Horizontal and vertical curvature (aka planform and profile curvature) describe how slope changes in a landscape. They are used to describe the valley-ness or ridge-ness of a landform.
\[\begin{align*} k_h &= -\frac{2q^2r - 4pqr + 2p^2 t}{(p^2 + q^2)\sqrt{1+p^2+q^2}} \newline \newline k_v &= -\frac{2p^2r + 4pqs + 2q^2t}{(p^2+q^2)(1+p^2+q^2)^{1.5}} \end{align*}\]An R implementation
Let’s play with some terrain metrics in R. We will start with an 8-neighborhood, visualize its Evans-Young polynomial, then calculate terrain metrics for the center cell.
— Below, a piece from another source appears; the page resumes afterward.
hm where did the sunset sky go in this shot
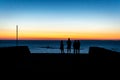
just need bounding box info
[0,0,120,40]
First, we will simply translate our convolutions described above into R. For those playing along at home, all the code for this post is in this GitHub repository.
get_evans_young_fit <- function(z, w=1) {
r <- (z[1]+z[3]+z[4]+z[6]+z[7]+z[9] - 2*(z[2]+z[5]+z[8])) / (3*w^2)
t <- (z[1]+z[2]+z[3]+z[7]+z[8]+z[9] - 2*(z[4]+z[5]+z[6])) / (3*w^2)
s <- (z[3]+z[7]-z[1]-z[9]) / (4*w^2)
p <- (z[3]+z[6]+z[9]-z[1]-z[4]-z[7]) / (6*w)
q <- (z[1]+z[2]+z[3]-z[7]-z[8]-z[9]) / (6*w)
u <- 1/9 * (2*(z[2]+z[4]+z[6]+z[8]) - (z[1]+z[3]+z[7]+z[9]) + 5*z[5])
list(
r=r, t=t, s=s, p=p, q=q, u=u
)
}Now, we use the plotly library to render the resulting polynomial.
library(plotly)
render_evans_young_fit <- function(z, w=1) {
partials <- get_evans_young_fit(z, w)
r <- partials$r
t <- partials$t
s <- partials$s
p <- partials$p
q <- partials$q
u <- partials$u
# The valid range of the polynomial is *always* [-1, 1] for both x
# and y axes.
x_surf <- seq(-1, 1, length.out=100)
y_surf <- seq(-1, 1, length.out=100)
z_surf <- matrix(nrow=length(x_surf), ncol=length(y_surf))
# This can be made much more efficient
for (i in 1:length(x_surf)) {
for (j in 1:length(y_surf)) {
# Note flip of j and i here since y is our "row" on the surface.
z_surf[j, i] <- r*x_surf[i]^2/2 + t*y_surf[j]^2/2 + s*x_surf[i]*y_surf[j] +
p*x_surf[i] + q*y_surf[j] + u
}
}
x_pts <- rep(c(-1, 0, 1), 3)
y_pts <- c(rep(1, 3), rep(0, 3), rep(-1, 3))
plot_ly() %>%
add_surface(
x=x_surf,
y=y_surf,
z=z_surf,
opacity=0.5
) %>%
add_markers(
x=x_pts,
y=y_pts,
z=z
)
}
z <- c(
1, 4, 4,
3, 3, 4,
3, 4, 5
)
render_evans_young_fit(z)We can also calculate terrain metrics for this surface.
get_terrain_metrics <- function(z, w=1) {
partials <- get_evans_young_fit(z, w)
r <- partials$r
t <- partials$t
s <- partials$s
p <- partials$p
q <- partials$q
slope <- atan(sqrt(p^2+q^2)) # in rads
# If p and q are both zero then the curvature result is 0/0,
# force to 0 since the surface is flat in this case.
if (p == 0 & q == 0) {
h_curv <- 0
v_curv <- 0
} else {
h_curv <- -1 * (q^2*r - 2*p*q*s + p^2*t) /
( (p^2 + q^2) * sqrt(1+p^2+q^2) )
v_curv <- -1 * (p^2*r + 2*p*q*s + q^2*t) /
( (p^2 + q^2) * (1+p^2+q^2)^1.5 )
}
relief <- max(abs(z[5] - z))
grad <- relief / w
list(slope=slope, h_curv=h_curv, v_curv=v_curv,
relief=relief, grad=grad)
}
> get_terrain_metrics(z1)
$slope
[1] 0.8410687
$h_curv
[1] -0.2222222
$v_curv
[1] 0.1975309
$relief
[1] 2
$grad
[1] 2Note that this approach to calculating terrain metrics may differ from that in your favorite GIS software. Another popular technique is given in Horn (1981), and is currently in use in the R raster package.